Pour rappel, les marchés sont des contrats conclus à titre onéreux conclus par un ou plusieurs acheteurs avec un ou plusieurs opérateurs économiques, pour répondre à leurs besoins en matière de travaux, de fournitures ou de services. Trois principes sont définis à l’article 1er de l’ordonnance n° 2015-899 du 23 juillet 2015 :

– la liberté d’accès à la commande publique ;

– l’égalité de traitement des candidats ;

– la transparence des procédures.

A. La liberté d’accès à la commande publique

Le juge administratif contrôle le respect du principe, la procédure de référé précontractuel offre un recours. La liberté d’accès à la commande publique entraîne une obligation de mesures de publicité et de mise en concurrence préalables, dès que la valeur estimée du marché atteint le seuil de 40 000 euros HT. Ce seuil s’apprécie à l’année, et par opération homogène. La publicité est adaptée par la collectivité, en fonction de l’objet du marché, de son montant et du degré de concurrence.

En dessous de 40 000 euros HT, il faut aussi une pluralité d’offres susceptibles de répondre au besoin, pour respecter l’obligation de mise en concurrence, même si celle-ci n’est pas formalisée.

Le principe de liberté d’accès à la commande publique oblige à la rédaction d’un cahier des charges précis quant à la nature et à l’étendue du besoin ainsi que des spécifications techniques objectives et qui ne discriminent pas.

B. L’égalité de traitement des candidats

Tous les candidats à l’obtention d’un marché public doivent bénéficier d’un traitement identique, les mêmes informations leur étant données. La technique du sourçage ne modifie pas cette exigence.
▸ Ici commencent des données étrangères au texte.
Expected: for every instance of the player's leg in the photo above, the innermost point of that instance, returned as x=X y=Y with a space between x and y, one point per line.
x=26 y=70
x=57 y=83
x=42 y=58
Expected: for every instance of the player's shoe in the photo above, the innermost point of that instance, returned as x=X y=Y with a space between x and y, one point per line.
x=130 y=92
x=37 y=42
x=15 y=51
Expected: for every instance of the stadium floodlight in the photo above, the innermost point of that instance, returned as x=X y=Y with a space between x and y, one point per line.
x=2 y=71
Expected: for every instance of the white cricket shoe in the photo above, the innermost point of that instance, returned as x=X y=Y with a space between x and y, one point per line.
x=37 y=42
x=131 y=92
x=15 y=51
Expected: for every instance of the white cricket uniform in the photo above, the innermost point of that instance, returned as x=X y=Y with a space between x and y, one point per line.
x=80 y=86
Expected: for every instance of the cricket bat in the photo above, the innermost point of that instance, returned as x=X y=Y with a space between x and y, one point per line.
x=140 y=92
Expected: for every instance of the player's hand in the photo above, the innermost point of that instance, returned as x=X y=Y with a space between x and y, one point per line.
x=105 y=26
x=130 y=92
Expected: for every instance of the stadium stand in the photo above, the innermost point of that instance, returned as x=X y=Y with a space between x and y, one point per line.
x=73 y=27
L’information est intégrée dans les documents de la consultation. Aucun candidat ne doit bénéficier d’un avantage privilégié, c’est sanctionné par l’article 432-14 du code pénal. L’administration doit faire attention au risque de conflit d’intérêt. Les règles de déport et d’abstention s’appliquent.

C. La transparence des procédures

Le principe de transparence des procédures oblige à un cahier des charges écrit (sauf exceptions en dessous de 40 000 euros HT) et à la rédaction de documents de la consultation. Les pièces du marché public sont transmises au contrôle de légalité en préfecture.

2 - Le nouveau code de la commande publique

Pris sur le fondement de l’article 42 de la loi n° 2014-1545 du 20 décembre 2014 relative à la simplification de la vie des entreprises et portant diverses dispositions de simplification et de clarification du droit et des procédures administratives, le nouveau code transpose dans le droit français :

– la directive 2014/24/UE du Parlement européen et du Conseil du 26 février 2014 sur la passation des marchés publics ;

– la directive 2014/25/UE du Parlement européen et du Conseil du 26 février 2014 relative à la passation de marchés par des entités opérant dans les secteurs de l’eau, de l’énergie, des transports et des services postaux.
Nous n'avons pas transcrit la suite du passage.